Augsburger Allgemeine (Land West)
Das Ende des Schreckens
Eines der größten Konzentrationslager stand in Dachau. Erinnerungen an den Tag der Befreiung
Dachau Manchmal braucht es ein wenig Poesie, um die Tragweite von Ereignissen auf den Punkt zu bringen. „Aus großer Dunkelheit kam der Sonnenschein“, sagte also Nick Hope, als er vor einiger Zeit über den Tag sprach, an dem die schrecklichsten Jahre seines Lebens und eines der dunkelsten Kapitel der deutschen Geschichte endlich ein Ende hatten. Es war der 29. April 1945.
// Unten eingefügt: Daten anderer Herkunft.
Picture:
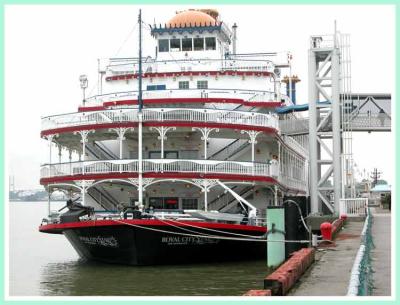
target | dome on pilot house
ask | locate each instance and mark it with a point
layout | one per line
(193, 18)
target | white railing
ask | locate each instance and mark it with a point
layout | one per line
(371, 121)
(246, 95)
(293, 183)
(296, 146)
(167, 166)
(123, 67)
(155, 165)
(294, 126)
(354, 206)
(161, 114)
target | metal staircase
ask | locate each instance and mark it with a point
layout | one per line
(103, 198)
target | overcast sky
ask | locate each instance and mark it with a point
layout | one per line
(48, 47)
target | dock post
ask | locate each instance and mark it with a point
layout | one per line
(276, 236)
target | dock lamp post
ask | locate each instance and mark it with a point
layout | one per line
(84, 83)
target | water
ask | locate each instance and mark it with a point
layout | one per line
(47, 265)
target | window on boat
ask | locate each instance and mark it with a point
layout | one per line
(163, 45)
(171, 155)
(189, 154)
(198, 44)
(189, 204)
(202, 84)
(175, 45)
(164, 202)
(155, 155)
(167, 154)
(156, 203)
(184, 85)
(210, 43)
(187, 44)
(156, 87)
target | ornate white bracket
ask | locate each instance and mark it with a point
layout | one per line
(84, 134)
(146, 181)
(121, 136)
(84, 184)
(253, 136)
(162, 136)
(205, 132)
(205, 185)
(121, 131)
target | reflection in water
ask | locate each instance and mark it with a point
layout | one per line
(82, 278)
(46, 264)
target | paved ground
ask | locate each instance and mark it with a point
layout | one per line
(330, 274)
(381, 253)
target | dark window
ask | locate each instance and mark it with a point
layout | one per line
(202, 84)
(156, 203)
(175, 45)
(186, 44)
(189, 154)
(171, 155)
(198, 44)
(155, 155)
(156, 87)
(184, 85)
(164, 203)
(171, 203)
(163, 45)
(167, 154)
(189, 204)
(210, 43)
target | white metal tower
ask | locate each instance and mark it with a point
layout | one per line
(325, 134)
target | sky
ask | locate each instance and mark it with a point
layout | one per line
(48, 47)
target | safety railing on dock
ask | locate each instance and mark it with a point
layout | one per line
(161, 115)
(354, 206)
(361, 273)
(155, 165)
(253, 96)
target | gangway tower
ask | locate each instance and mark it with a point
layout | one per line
(328, 88)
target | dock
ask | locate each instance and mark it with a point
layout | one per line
(330, 274)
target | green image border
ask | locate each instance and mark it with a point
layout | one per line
(186, 2)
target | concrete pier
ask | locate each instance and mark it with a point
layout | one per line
(330, 274)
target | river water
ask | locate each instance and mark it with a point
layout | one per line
(47, 265)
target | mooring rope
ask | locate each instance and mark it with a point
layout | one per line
(213, 230)
(206, 235)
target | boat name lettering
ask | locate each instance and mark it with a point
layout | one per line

Hope, 20 Jahre zuvor in der Ukraine als Nikolaj Choprenko geboren, war damals einer von zigtausenden Menschen, die vom Leben nichts mehr erwarten konnten. Sie waren Häftlinge im ersten und am längsten betriebenen Konzentrationslager des NS-Regimes im oberbayerischen Dachau. Von 1933 an sperrten die Nazis dort mehr als
200 000 Juden, Sinti und Roma, Homosexuelle, Emigranten oder politische Gegner ein, folterten sie, knechteten sie, brachten sie kaltblütig um. Rund 41500 Insassen überlebten ihren Aufenthalt in dem Konzentrationslager nordwestlich von München nicht.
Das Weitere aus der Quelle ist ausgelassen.